Research in worms has found that the information present in stressed polyamine proteins can be transferred through ingestion from one creature to the next. If this concept carries over to cows and humans, then eating the organs of highly stressed animals might not be the best choice.
Try to source all your animal products from organic, pasture-raised beef to avoid these potential problems. Even if the conventionally-raised animals don’t convey stress, pasture-raised cows are verifiably higher in healthy fats and important micronutrients.
How to cook beef heart?
Just a little bit of preparatory work transforms beef heart from chewy to truly delicious. Here’s a simple recipe to help your heart-based dishes make the leap.
Simple beef heart recipe
Prep time: 10 minutes
Marinating time: 12 hours
Cook time: 15 minutes
- Thoroughly rinse the beef heart under cold water, then pat it dry
- Cut the beef heart open, removing any visible strings or blood vessels
- Place the heart in balsamic vinegar to marinate overnight
- Once marinated, pat the heart dry again. Sprinkle with salt and any other seasonings
- If the heart is too big for your pan, cut it in half
- Melt some butter, lard, or tallow into your pan and set on high heat
- Grill the heart for 5-6 minutes per side. Don’t flip it until a nice crust forms
- Place the heart on a plate, then cover with another plate for 10-15 minutes
- Cut against the grain in thin slices, then serve
When prepared right, beef heart is surprisingly tasty — it’s one of the most ‘regular’ tasting organ meats, in fact.

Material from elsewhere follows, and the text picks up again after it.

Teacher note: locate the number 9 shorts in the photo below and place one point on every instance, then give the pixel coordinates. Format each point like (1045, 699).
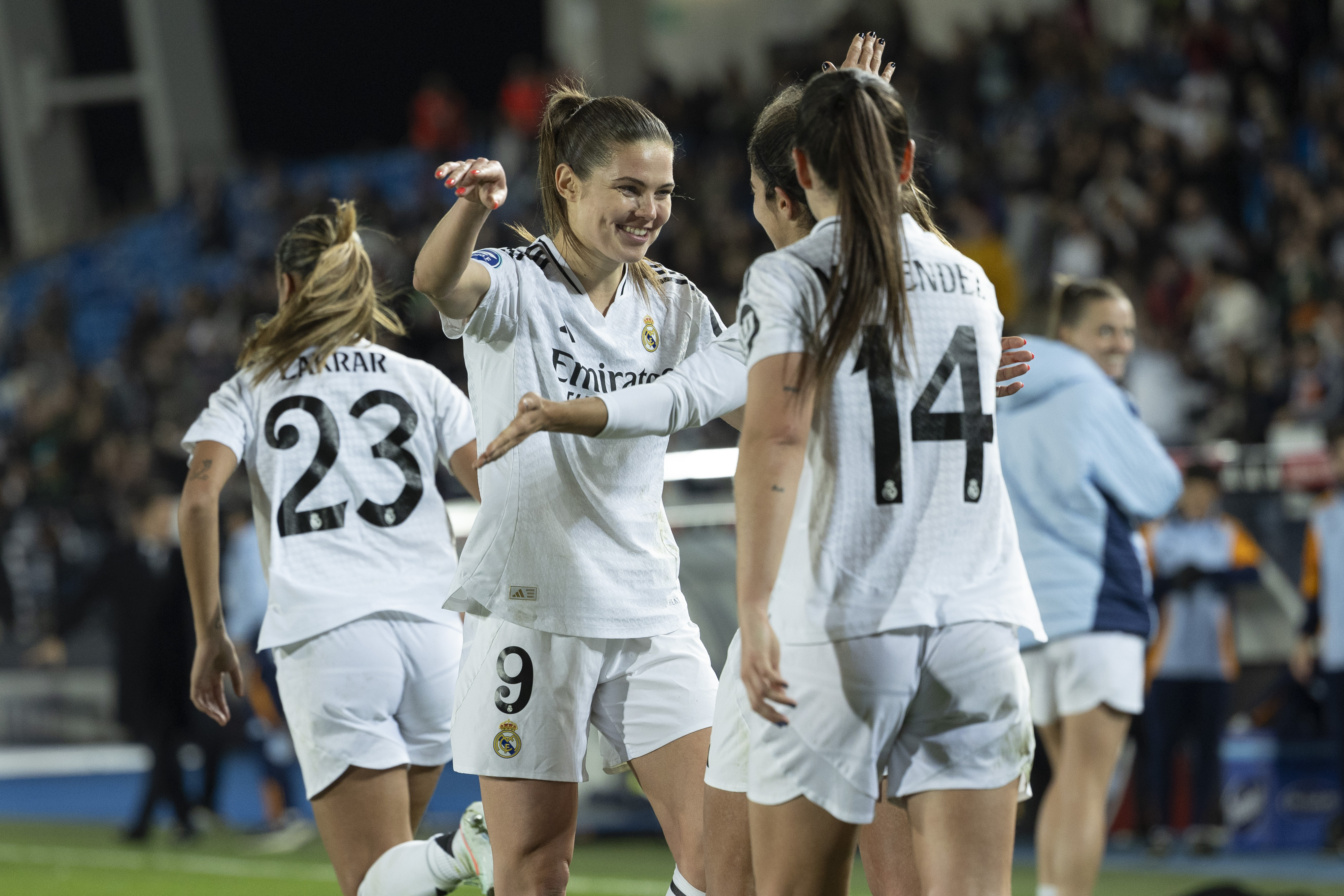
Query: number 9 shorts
(937, 708)
(526, 699)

Beef Heart Nutrition: The Takeaway
If you haven’t tried beef heart yet…what are you waiting for?
Here’s a recap of beef heart nutrition highlights:
- Contains coenzyme Q10 and rare heart-healthy enzymes
- Rich in zinc, iron, selenium, vitamin B2, and vitamin B6
- Very rich in vitamin B12
And here’s a recap of its health benefits:
If you’d like to have higher energy levels, a healthier heart, and better brain and immune function, don’t neglect beef heart. It’s a vital — and surprisingly tasty — part of any keto or carnivore diet.